[lbo-talk] question on savings

Seth Ackerman sethia at speakeasy.net
Fri Feb 11 20:24:40 PST 2005


From: "Lou Johnson" <loujohnson705 at yahoo.com>


> I've been reading quite a bit lately about the US
> "lack of savings", as in the following from le monde:
>
> "The United States considers itself innocent: it
> refuses to admit that it lives beyond its means
> through weak savings and excessive consumption."
>
> I've also read that the average consumer has a certain
> debt overhang, etc.
>
> Yet I always understood economic bubbles as produced
> by "savings" (excess $) with nothing productive to
> invest in. And currently, I see real estate bubbles,
> stock bubbles, art bubbles, rare book bubbles, e-bay
> bubbles, etc. Seems like recently some on-line gamer
> bought a virtual island for something like $25,000,
> for god's sake!
>
> So my feeling was that it wasn't savings per se, but
> the fact that available savings was concentrated in
> too few hands.
>
> Am I wrong?

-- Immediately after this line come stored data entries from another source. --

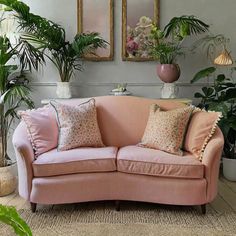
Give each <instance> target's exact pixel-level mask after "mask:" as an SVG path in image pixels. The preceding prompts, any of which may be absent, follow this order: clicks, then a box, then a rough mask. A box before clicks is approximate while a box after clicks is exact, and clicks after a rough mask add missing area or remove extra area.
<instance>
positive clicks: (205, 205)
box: [201, 204, 206, 215]
mask: <svg viewBox="0 0 236 236" xmlns="http://www.w3.org/2000/svg"><path fill="white" fill-rule="evenodd" d="M201 210H202V214H203V215H206V204H203V205H201Z"/></svg>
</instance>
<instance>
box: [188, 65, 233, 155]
mask: <svg viewBox="0 0 236 236" xmlns="http://www.w3.org/2000/svg"><path fill="white" fill-rule="evenodd" d="M215 71H216V68H214V67H210V68H206V69H204V70H202V71H200V72H198V73H197V74H196V75H195V76H194V79H193V80H192V83H194V82H196V81H199V80H202V79H205V78H208V77H213V80H214V83H213V85H211V86H208V87H203V88H202V92H201V93H199V92H198V93H195V97H196V98H200V99H201V102H200V104H199V106H200V107H201V108H205V109H206V110H212V111H219V112H222V115H223V118H222V119H221V121H220V123H219V126H220V128H221V130H222V132H223V134H224V138H225V145H224V153H225V156H226V157H227V158H232V159H236V83H235V82H234V80H233V79H232V78H227V77H226V76H225V75H224V74H219V75H215V74H214V72H215Z"/></svg>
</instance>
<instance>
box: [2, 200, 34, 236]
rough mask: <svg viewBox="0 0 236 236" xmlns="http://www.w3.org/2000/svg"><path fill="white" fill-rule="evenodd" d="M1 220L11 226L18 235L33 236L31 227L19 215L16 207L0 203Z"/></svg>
mask: <svg viewBox="0 0 236 236" xmlns="http://www.w3.org/2000/svg"><path fill="white" fill-rule="evenodd" d="M0 221H1V222H3V223H5V224H7V225H9V226H11V227H12V228H13V229H14V232H15V233H16V235H19V236H32V232H31V230H30V227H29V226H28V225H27V224H26V222H25V221H24V220H23V219H22V218H21V217H20V216H19V214H18V213H17V211H16V209H15V208H14V207H7V206H3V205H0Z"/></svg>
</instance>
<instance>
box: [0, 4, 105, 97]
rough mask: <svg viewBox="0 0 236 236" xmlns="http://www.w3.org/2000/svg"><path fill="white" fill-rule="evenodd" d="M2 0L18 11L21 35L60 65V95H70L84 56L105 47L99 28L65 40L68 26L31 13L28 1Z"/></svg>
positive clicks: (27, 41)
mask: <svg viewBox="0 0 236 236" xmlns="http://www.w3.org/2000/svg"><path fill="white" fill-rule="evenodd" d="M0 4H4V5H5V6H7V9H8V10H12V11H14V12H16V13H17V14H16V17H17V18H18V23H19V29H21V30H23V31H24V34H23V35H22V39H23V40H25V41H26V42H28V43H29V44H30V45H31V46H32V47H35V48H37V49H39V50H40V51H41V52H42V53H43V55H44V56H46V57H47V58H48V59H49V60H50V61H51V62H52V63H53V64H54V65H55V67H56V68H57V70H58V72H59V76H60V82H58V84H57V85H58V89H57V95H58V97H60V98H70V97H71V92H70V89H69V88H70V87H69V82H70V80H71V78H72V76H73V73H74V71H76V70H79V71H81V70H82V58H83V56H84V55H85V54H95V50H96V49H97V48H100V47H103V48H104V47H106V45H107V42H106V41H105V40H103V39H102V38H101V37H100V36H99V34H98V33H96V32H92V33H86V34H85V33H82V34H77V35H76V36H75V37H74V40H73V41H72V42H69V41H67V40H66V34H65V30H64V29H63V28H62V27H61V26H60V25H58V24H56V23H54V22H53V21H50V20H47V19H45V18H43V17H41V16H38V15H35V14H33V13H31V12H30V8H29V7H28V6H27V5H26V4H25V3H23V2H21V1H16V0H7V1H6V0H0ZM46 51H47V52H49V53H46Z"/></svg>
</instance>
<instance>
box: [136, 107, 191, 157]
mask: <svg viewBox="0 0 236 236" xmlns="http://www.w3.org/2000/svg"><path fill="white" fill-rule="evenodd" d="M192 111H193V107H190V106H189V107H184V108H179V109H175V110H170V111H161V109H160V107H159V106H158V105H156V104H153V105H151V108H150V114H149V119H148V122H147V126H146V129H145V132H144V135H143V138H142V141H141V143H140V144H139V146H143V147H147V148H153V149H158V150H162V151H165V152H168V153H172V154H175V155H179V156H180V155H183V151H182V150H181V149H182V146H183V140H184V136H185V132H186V129H187V125H188V122H189V119H190V116H191V113H192Z"/></svg>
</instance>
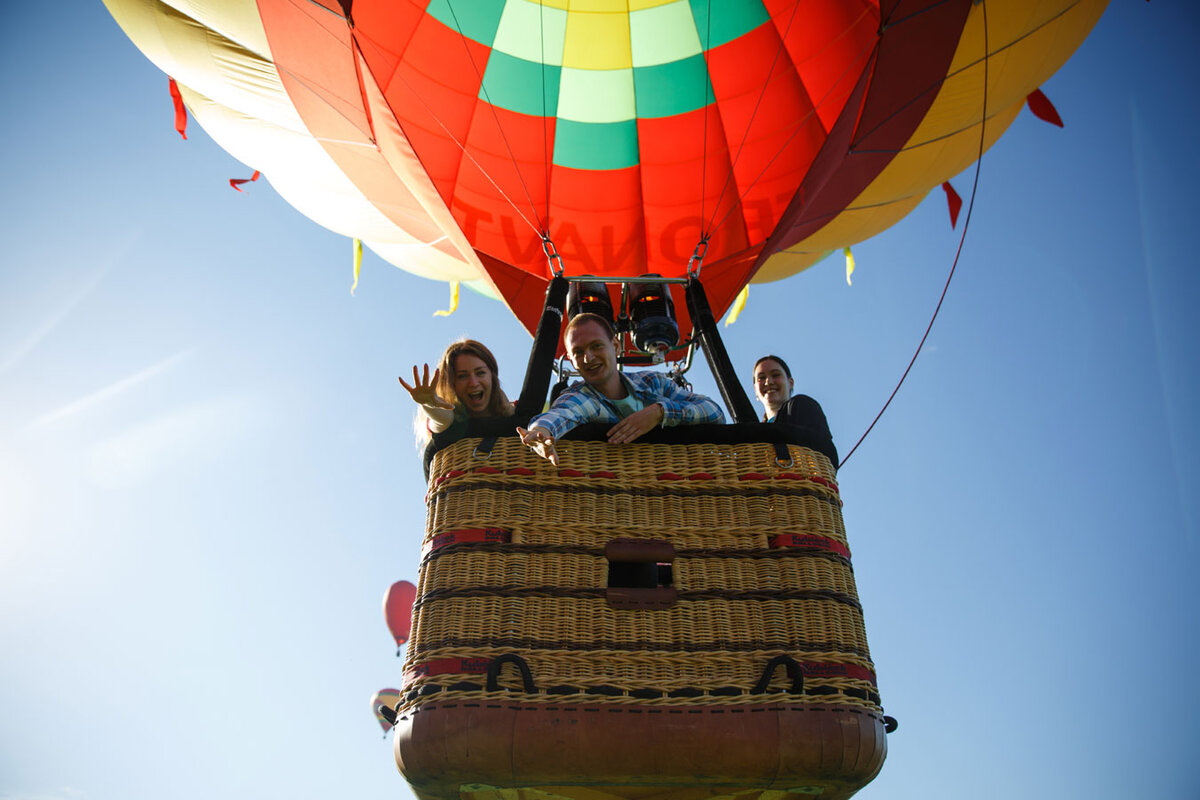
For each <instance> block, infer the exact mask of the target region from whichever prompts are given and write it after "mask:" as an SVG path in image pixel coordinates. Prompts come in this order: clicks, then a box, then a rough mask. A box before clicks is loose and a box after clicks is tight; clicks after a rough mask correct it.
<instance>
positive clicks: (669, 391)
mask: <svg viewBox="0 0 1200 800" xmlns="http://www.w3.org/2000/svg"><path fill="white" fill-rule="evenodd" d="M563 341H564V343H565V344H566V355H568V356H569V357H570V359H571V363H572V365H575V368H576V369H577V371H578V372H580V374H581V375H582V377H583V380H582V381H577V383H575V384H572V385H570V386H569V387H568V389H566V391H564V392H563V393H562V395H559V396H558V398H557V399H554V403H553V405H551V407H550V410H547V411H546V413H544V414H539V415H538V416H535V417H534V419H533V420H530V421H529V429H528V431H526V429H524V428H517V433H520V434H521V441H523V443H524V444H527V445H529V446H530V447H533V450H534V452H536V453H538V455H539V456H541V457H544V458H547V459H550V462H551V463H552V464H556V465H557V464H558V452H557V451H556V450H554V440H556V439H559V438H560V437H562V435H563V434H565V433H566V432H568V431H570V429H571V428H575V427H576V426H580V425H583V423H584V422H616V425H613V426H612V427H611V428H610V429H608V443H610V444H614V445H616V444H625V443H629V441H634V440H636V439H637V438H638V437H641V435H642V434H644V433H646V432H647V431H652V429H654V428H656V427H659V426H662V427H670V426H676V425H700V423H703V422H724V421H725V413H724V411H722V410H721V407H720V405H718V404H716V403H715V402H714V401H713V399H710V398H708V397H704V396H703V395H695V393H692V392H690V391H688V390H686V389H683V387H682V386H679V385H677V384H676V383H674V381H672V380H671V379H670V378H667V377H666V375H664V374H661V373H656V372H632V373H624V372H620V371H619V369H618V368H617V336H616V332H614V331H613V330H612V325H611V324H610V323H608V320H606V319H605V318H604V317H599V315H596V314H580V315H578V317H575V318H574V319H571V321H570V323H569V324H568V325H566V332H565V333H564V336H563Z"/></svg>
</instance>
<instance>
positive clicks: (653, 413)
mask: <svg viewBox="0 0 1200 800" xmlns="http://www.w3.org/2000/svg"><path fill="white" fill-rule="evenodd" d="M666 414H667V411H666V409H665V408H662V404H661V403H653V404H650V405H647V407H646V408H643V409H642V410H641V411H634V413H632V414H630V415H629V416H626V417H625V419H624V420H622V421H620V422H618V423H617V425H614V426H612V427H611V428H608V444H611V445H624V444H629V443H630V441H634V440H635V439H637V438H638V437H641V435H642V434H643V433H646V432H647V431H653V429H654V428H656V427H659V425H660V423H661V422H662V417H665V416H666Z"/></svg>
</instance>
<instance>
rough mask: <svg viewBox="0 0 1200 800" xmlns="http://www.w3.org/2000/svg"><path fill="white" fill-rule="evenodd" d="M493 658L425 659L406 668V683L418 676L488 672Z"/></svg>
mask: <svg viewBox="0 0 1200 800" xmlns="http://www.w3.org/2000/svg"><path fill="white" fill-rule="evenodd" d="M491 662H492V660H491V658H437V660H434V661H425V662H422V663H419V664H415V666H413V667H410V668H409V669H406V670H404V685H406V686H407V685H408V684H410V682H413V681H414V680H416V679H418V678H434V676H437V675H461V674H468V675H481V674H484V673H486V672H487V664H490V663H491Z"/></svg>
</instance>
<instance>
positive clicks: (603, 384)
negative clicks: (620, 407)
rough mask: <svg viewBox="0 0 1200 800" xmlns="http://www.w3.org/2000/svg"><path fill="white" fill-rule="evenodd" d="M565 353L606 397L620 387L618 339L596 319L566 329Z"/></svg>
mask: <svg viewBox="0 0 1200 800" xmlns="http://www.w3.org/2000/svg"><path fill="white" fill-rule="evenodd" d="M565 344H566V355H568V356H570V359H571V363H574V365H575V368H576V369H578V372H580V374H581V375H582V377H583V380H586V381H587V383H588V384H589V385H592V386H594V387H595V389H596V390H598V391H600V393H601V395H604V396H605V397H617V396H618V395H617V392H620V391H622V384H620V377H619V375H618V374H617V343H616V342H614V341H613V339H612V337H611V336H608V331H606V330H605V329H604V326H602V325H600V324H599V323H590V321H589V323H583V324H582V325H576V326H575V327H571V329H570V330H568V331H566V339H565Z"/></svg>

Could someone explain this "savings"
> thing?

Le Monde was referring to insufficient U.S. *domestic* saving. We generate too little saving at home, so we have to supplement it with foreign savings, mostly in the form of foreign purshases of U.S. bonds. It's probably true that bubbles usually happen when there's a lot of "excess" capital sloshing around. But in the late 90's, for example, a lot of that capital was coming from abroad.